# “Return of decorative arts”?



## PPD (Mar 19, 2018)

@fauxlynn did u see last months Veranda declared “a dramatic return for decorative painting“? 

I guess I missed the memo that it had ever gone away....hahaha.


----------



## Mr Smith (Mar 11, 2016)

I'm not sure if this qualifies, but check this video out. It looks simple enough for anyone to do this type of decorative painting.


----------



## PPD (Mar 19, 2018)

Mr Smith said:


> I'm not sure if this qualifies, but check this video out. It looks simple enough for anyone to do this type of decorative painting.
> 
> https://youtu.be/F1MgqiTMo6k



Heck ya!! 

U can post finish videos ANY day of the week, I live for those rabbit holes !

Watchin that brought major flash backs of my 1st off-campus apartment...Did almost the EXACT same thing on living room wall. 

Only difference was I used high-gloss & flat sheens in same color (super revolutionary back then lemme tell ya ) rolled haphazardly & blended with a rag so it shimmered from certain angles. 

Wish I had a picture, but musta been cool cuz I remember having to explain how it was done a million times when ppl saw it for the first time.

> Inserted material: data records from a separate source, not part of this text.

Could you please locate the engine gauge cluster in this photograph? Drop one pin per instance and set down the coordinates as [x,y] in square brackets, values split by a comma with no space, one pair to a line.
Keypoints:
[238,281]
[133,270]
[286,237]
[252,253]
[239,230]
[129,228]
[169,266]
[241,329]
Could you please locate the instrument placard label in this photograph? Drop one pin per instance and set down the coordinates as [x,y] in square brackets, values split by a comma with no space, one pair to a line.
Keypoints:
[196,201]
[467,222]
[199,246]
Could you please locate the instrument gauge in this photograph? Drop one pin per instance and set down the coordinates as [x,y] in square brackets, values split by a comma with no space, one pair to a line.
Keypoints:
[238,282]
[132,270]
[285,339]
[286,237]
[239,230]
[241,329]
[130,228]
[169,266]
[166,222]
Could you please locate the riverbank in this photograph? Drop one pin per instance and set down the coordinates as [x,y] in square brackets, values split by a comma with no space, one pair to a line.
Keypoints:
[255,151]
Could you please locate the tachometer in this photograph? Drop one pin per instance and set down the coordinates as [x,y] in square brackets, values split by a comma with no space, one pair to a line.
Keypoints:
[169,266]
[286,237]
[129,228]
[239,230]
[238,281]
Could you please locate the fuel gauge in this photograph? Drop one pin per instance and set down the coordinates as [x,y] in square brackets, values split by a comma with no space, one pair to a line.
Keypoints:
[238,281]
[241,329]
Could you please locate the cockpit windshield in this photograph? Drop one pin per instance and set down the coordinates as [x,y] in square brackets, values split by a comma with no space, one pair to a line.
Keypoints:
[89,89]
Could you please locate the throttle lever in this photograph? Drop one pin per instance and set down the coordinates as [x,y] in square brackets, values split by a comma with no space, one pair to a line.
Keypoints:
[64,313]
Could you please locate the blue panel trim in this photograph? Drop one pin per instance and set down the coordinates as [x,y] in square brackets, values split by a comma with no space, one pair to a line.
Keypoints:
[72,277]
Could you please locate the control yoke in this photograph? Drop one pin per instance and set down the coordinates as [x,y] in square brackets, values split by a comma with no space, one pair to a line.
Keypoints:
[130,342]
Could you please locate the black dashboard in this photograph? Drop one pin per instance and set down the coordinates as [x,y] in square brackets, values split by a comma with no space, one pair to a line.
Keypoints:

Also covered wall behind my bed in a deep red fabric by using liquid starch. That wall was bullet proof for over 3 years, not even 1 wrinkle ...then move out time came & I had to try n cover the red stains left behind with primer. 

That color musta soaked down through the drywall cuz I recall frantically rollin something like the 3rd primer coat 10min before our final walk-through & it still had pink tint! 

Always a glutton for punishment, can ya guess the first thing I did in my new book place? Cover my bedroom door in deep purple dyed silk...using liquid starch...of course! 

If only someone had pointed out that I may be tryin to go down the wrong path & I’d eventually become a decorative finisher I coulda saved 6 years + A LOT of debt....*sigh, youth*


----------



## fauxlynn (Apr 28, 2011)

You’re awesome covering doors in silk! 
Anyway, I missed that issue, probably sitting on my desk. I hope things are on the rise, just gotta keep my foot in the door I guess.


----------



## lewisreed121 (Aug 24, 2020)

*Decorative Arts for walls*

I have my vinyl records up on my wall with each one as sort of a picture. Its a cool way to display your musical taste.


----------